Review: Documentary about Judith Butler
The great folks at First Run Icarus Films sent me a DVD of the excellent Judith Butler: Philosophical Encounters of the Third Kind several months ago. I watched the film recently, and I'm finally getting around to writing a brief review of it.
High points: Butler walks through an art gallery discussing photographs by Cindy Sherman, who is one of my favorite photographers. She points out how Sherman's images critique gender categories and norms, and her comments are illuminative.
Butler also talks about violence and hate crimes, and while I was always convinced that the whole "Judith Butler doesn't pay enough attention to what's happening on the ground" argument was misguided and inaccurate, I think anyone who sees this film would recognize that Butler cares very much about real, material bodies and what happens to them.
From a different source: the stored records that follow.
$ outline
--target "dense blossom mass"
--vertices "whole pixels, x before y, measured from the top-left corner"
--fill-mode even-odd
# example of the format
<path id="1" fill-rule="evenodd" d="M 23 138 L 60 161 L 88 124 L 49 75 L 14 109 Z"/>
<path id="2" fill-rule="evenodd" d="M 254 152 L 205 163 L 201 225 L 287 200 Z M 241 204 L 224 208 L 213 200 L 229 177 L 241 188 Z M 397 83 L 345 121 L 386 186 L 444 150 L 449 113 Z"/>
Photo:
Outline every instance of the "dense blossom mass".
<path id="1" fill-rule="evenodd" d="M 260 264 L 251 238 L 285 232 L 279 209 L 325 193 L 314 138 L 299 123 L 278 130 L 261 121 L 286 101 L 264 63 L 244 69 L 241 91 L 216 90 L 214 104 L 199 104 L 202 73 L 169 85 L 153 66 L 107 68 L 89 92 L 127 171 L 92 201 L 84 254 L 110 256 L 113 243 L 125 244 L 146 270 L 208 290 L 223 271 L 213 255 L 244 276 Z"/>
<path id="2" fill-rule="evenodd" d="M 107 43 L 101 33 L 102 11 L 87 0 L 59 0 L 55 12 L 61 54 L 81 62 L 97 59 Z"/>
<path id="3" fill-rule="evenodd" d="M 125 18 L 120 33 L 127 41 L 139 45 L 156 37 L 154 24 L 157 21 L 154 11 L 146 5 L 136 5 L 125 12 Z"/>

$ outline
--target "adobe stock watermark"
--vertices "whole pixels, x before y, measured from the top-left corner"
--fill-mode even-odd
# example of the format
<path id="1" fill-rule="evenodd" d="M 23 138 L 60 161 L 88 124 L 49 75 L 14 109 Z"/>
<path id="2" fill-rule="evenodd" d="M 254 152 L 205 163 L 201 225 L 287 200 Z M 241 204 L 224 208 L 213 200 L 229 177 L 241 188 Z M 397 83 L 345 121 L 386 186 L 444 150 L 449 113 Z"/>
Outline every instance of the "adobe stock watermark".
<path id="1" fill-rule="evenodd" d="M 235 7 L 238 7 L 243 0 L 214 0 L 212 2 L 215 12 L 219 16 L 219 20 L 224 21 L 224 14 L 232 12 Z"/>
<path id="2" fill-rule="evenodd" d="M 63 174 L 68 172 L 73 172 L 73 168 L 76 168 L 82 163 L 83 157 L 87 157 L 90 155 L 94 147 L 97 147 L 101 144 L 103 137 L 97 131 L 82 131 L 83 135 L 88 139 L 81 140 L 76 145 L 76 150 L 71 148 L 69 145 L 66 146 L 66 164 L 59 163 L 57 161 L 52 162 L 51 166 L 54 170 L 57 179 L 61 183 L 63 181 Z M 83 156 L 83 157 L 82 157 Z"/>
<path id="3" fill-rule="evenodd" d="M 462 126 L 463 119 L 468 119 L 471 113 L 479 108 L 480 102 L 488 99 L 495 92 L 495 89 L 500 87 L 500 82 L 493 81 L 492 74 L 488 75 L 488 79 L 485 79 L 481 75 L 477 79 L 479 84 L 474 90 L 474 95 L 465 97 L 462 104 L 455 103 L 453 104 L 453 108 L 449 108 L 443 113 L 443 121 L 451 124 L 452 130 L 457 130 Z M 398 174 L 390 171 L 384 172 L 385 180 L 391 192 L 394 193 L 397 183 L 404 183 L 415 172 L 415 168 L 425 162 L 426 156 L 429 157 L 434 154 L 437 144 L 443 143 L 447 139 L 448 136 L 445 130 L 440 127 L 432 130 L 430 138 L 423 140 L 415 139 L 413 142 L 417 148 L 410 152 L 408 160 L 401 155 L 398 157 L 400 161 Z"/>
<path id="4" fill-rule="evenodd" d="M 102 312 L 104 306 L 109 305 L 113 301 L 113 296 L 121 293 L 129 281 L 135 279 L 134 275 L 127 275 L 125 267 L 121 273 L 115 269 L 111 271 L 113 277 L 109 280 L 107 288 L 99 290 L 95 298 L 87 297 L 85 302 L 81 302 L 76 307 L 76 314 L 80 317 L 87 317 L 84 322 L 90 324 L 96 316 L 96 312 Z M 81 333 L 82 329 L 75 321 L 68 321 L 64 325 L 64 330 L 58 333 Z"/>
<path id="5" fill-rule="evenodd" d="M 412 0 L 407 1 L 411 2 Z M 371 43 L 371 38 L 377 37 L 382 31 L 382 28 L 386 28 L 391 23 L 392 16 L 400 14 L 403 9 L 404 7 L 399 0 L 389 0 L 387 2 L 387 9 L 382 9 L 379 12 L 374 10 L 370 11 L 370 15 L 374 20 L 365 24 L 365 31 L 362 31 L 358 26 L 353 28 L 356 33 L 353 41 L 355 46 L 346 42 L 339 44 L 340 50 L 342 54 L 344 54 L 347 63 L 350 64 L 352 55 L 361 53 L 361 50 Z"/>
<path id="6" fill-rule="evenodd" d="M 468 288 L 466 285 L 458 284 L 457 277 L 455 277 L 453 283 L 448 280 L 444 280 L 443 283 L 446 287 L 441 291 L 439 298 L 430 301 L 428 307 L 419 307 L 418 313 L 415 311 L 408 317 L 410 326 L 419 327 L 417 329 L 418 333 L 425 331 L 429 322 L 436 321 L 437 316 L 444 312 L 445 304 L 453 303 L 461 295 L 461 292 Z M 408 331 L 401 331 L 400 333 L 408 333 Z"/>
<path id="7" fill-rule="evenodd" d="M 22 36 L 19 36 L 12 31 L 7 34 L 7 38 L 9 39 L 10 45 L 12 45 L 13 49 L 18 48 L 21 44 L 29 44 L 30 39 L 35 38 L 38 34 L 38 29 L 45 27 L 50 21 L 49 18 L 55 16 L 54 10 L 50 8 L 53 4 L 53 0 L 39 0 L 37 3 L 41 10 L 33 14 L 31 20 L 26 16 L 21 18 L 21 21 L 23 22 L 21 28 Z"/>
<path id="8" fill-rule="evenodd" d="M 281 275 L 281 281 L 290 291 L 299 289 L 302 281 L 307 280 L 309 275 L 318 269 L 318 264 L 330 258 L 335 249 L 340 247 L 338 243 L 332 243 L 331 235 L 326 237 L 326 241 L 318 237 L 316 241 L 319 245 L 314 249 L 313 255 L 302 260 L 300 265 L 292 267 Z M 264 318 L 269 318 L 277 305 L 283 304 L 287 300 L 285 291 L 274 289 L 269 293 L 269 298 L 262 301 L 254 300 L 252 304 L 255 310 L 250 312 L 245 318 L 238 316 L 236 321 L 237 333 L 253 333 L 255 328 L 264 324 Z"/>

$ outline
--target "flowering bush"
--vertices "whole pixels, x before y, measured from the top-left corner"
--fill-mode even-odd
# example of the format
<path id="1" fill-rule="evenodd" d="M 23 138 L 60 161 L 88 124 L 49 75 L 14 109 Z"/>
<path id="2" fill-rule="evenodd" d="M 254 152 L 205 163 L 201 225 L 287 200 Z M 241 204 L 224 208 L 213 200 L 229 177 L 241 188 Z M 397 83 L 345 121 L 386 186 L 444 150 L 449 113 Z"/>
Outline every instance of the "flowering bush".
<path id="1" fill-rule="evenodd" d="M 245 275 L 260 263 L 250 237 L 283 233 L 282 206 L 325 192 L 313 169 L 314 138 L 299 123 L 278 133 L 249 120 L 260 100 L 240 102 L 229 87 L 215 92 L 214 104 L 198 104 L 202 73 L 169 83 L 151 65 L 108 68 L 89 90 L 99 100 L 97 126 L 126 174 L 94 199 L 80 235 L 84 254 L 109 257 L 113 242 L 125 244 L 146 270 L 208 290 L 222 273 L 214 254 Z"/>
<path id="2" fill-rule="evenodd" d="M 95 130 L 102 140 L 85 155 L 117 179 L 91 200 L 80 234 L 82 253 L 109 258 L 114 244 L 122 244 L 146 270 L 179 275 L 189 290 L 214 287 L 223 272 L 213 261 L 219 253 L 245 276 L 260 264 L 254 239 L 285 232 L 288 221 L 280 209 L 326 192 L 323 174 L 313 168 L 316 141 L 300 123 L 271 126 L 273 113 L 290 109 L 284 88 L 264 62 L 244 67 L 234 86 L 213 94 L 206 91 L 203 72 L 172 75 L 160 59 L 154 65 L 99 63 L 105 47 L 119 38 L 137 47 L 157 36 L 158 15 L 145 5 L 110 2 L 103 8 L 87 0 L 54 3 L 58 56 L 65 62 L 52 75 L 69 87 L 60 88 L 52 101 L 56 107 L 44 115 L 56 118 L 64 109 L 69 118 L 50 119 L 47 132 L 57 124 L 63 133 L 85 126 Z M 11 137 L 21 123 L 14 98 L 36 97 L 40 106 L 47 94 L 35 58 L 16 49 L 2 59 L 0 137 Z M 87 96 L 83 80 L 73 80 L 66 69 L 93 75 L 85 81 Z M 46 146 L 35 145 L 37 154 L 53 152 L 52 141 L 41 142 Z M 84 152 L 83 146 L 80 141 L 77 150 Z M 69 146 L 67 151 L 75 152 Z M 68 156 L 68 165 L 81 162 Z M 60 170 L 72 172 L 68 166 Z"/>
One point of criticism, though. This has nothing to do with the content of the film, but rather the copyright policy (my emphasis):
We send review copies of First Run/Icarus Films releases with the understanding that if a review is published or posted (on-line), the reviewer may then retain the review copy sent for his or her own personal (but not classroom) use.
It's too bad that classroom use -- even, it seems, just showing a clip of it in class -- is prohibited. I had considered ripping a short clip as a sample so as to help sell the film, but I don't want to get a cease-and-desist letter from an attorney.
Bottom line, I would recommend that research libraries purchase the documentary. At $390 for the DVD, it might be a tad expensive for individuals, but if you're doing work on Butler, it might be worth it, especially if you have some grant funding.